The May meeting was attended by close to 60 shareholders. Shareholders received responses almost entirely consisting of "we'll talk about that" or "we'll take a look at that".
Unfortunately these concerns were not addressed and subsequently, the board began meeting without notifying shareholders, and canceled the regularly scheduled June meeting with an advance notice by email of 26 hours. Some shareholders who don't have email came to the fairgrounds, where they announced all future meetings would be held, only to discover locked doors and no one around. Future board meetings have now been moved back to a small office which can accommodate only about ten people.

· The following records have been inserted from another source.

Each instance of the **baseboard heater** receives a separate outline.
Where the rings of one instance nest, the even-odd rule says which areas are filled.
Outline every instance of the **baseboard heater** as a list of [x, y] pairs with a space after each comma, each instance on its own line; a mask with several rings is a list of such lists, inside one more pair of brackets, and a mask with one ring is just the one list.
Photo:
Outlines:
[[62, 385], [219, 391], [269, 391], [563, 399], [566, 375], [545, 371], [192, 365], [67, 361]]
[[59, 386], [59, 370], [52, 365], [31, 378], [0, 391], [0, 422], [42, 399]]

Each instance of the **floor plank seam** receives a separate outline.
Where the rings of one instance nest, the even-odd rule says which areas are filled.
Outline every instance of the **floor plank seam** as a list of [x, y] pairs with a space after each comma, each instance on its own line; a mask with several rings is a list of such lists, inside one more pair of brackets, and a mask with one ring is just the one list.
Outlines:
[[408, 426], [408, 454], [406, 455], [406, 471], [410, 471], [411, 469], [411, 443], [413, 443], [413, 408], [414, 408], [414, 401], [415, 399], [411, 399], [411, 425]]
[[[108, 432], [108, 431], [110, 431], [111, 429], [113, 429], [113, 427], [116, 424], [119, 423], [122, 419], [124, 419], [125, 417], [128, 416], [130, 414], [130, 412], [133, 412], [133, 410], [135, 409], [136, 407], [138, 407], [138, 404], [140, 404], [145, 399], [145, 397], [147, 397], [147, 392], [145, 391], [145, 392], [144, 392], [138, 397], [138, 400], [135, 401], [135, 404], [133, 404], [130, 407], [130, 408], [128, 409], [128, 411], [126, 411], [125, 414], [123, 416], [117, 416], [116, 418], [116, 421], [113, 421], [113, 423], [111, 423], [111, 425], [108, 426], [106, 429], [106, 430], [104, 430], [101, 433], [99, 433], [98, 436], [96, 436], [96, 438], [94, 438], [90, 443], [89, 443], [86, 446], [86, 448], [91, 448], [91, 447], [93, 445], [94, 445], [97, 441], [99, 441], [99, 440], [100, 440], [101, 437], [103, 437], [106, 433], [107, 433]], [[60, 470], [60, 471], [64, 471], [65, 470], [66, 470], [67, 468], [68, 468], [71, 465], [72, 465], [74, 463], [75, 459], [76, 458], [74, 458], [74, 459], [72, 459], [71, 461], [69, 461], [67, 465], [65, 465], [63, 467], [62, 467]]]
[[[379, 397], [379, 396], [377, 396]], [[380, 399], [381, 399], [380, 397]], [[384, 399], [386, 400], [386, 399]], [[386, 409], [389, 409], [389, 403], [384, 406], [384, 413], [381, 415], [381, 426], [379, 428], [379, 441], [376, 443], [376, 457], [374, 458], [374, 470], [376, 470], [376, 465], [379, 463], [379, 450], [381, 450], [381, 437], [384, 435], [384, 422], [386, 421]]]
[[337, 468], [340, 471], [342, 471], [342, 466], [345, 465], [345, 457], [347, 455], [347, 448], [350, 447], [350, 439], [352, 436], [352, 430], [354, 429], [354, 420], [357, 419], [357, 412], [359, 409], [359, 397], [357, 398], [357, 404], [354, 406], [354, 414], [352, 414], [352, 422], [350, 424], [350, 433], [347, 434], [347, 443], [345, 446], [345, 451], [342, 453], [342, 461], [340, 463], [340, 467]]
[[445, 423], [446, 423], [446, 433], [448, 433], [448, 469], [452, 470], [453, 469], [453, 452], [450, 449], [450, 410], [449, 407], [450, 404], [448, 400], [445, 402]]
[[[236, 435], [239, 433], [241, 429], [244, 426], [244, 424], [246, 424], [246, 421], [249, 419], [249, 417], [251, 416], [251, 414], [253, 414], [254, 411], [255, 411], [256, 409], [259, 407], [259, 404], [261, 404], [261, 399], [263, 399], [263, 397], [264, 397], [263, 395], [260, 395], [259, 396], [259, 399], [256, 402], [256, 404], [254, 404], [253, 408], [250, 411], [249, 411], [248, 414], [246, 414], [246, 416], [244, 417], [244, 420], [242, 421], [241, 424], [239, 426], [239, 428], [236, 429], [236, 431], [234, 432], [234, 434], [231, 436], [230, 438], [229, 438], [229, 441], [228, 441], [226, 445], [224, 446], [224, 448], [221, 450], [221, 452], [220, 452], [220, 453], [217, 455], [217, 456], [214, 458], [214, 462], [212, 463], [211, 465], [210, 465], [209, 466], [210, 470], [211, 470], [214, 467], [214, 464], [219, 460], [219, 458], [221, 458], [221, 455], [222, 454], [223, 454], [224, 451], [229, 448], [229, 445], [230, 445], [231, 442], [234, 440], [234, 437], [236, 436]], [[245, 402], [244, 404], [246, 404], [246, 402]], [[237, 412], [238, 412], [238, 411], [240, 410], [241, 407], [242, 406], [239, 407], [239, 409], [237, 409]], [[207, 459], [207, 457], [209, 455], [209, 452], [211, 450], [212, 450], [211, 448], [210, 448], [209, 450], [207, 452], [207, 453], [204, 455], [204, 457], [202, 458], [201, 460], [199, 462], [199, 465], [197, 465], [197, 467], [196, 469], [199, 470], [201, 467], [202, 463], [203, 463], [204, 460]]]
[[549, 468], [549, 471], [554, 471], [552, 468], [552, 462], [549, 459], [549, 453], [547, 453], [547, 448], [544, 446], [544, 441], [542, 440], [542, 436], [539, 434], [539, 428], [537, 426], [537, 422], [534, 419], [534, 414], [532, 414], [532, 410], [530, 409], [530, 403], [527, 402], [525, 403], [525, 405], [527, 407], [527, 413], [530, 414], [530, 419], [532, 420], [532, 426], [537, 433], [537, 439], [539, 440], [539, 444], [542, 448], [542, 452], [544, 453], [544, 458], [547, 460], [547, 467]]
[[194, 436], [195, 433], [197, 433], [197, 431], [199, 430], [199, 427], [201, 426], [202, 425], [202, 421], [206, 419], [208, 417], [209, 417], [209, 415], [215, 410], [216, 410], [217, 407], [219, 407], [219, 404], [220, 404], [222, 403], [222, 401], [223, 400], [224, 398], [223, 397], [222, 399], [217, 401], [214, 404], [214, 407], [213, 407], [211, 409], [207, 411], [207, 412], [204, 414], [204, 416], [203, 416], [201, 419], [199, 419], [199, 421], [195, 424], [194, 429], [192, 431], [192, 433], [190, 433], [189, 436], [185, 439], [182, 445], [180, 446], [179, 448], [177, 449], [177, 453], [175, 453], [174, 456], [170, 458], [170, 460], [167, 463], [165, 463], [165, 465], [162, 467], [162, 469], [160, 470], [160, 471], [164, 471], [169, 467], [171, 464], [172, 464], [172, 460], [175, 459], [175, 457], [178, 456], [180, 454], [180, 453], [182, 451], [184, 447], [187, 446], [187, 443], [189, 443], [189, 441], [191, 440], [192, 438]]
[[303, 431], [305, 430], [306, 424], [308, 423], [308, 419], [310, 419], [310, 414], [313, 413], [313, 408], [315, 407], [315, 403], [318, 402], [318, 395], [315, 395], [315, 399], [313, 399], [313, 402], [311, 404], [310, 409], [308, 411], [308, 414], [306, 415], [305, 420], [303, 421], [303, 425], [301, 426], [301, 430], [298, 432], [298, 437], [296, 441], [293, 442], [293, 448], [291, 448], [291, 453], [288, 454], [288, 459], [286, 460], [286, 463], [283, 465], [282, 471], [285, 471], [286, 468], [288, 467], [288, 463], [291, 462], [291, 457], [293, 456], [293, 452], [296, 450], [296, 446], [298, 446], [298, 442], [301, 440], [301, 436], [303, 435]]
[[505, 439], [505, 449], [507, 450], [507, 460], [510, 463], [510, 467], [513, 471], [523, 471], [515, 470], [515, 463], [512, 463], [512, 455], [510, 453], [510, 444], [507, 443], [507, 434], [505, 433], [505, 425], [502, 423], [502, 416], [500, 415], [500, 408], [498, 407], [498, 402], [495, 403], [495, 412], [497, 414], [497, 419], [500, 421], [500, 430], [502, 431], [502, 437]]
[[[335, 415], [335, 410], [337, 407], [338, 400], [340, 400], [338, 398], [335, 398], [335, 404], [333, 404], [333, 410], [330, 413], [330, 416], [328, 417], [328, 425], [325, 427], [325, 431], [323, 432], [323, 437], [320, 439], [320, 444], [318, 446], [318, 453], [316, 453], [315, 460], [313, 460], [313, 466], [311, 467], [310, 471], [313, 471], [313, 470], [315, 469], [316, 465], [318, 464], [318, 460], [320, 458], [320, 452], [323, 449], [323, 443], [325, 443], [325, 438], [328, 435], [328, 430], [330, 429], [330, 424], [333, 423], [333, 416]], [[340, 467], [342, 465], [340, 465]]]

In addition, the board has announced a new policy: If you want to talk to the board, you must deliver in writing what you want to talk about 10 days before the meeting so the board can "review" your issue and decide whether or not they want to deal with it. Apparently, if you are not allowed on the agenda, you are no longer welcome at a monthly board meeting.
Such procedures and practices are totally unethical and ought not to be tolerated. Those elected are supposed to represent all shareholders, not just the "big" ones. Why are they unwilling to face their shareholders. They now meet in 'secret' and impose policies on shareholders that said shareholders have no voice in implementing. This is unjust and at odds with the democracy in which we live! Putting it more plainly, seven individuals implement policies and pass the liability and cost onto the shareholders. That would include the lawsuits which have been brought against the canal company. Due to the tactics of the board, we the shareholders are financially liable for legal fees incurred by those lawsuits. Many of these policies are made without input from those affected. It's time for the Carbon Canal Board to stop hiding from their shareholders and meet issues head on. What is it going to take to get them to listen to and treat their shareholders with respect?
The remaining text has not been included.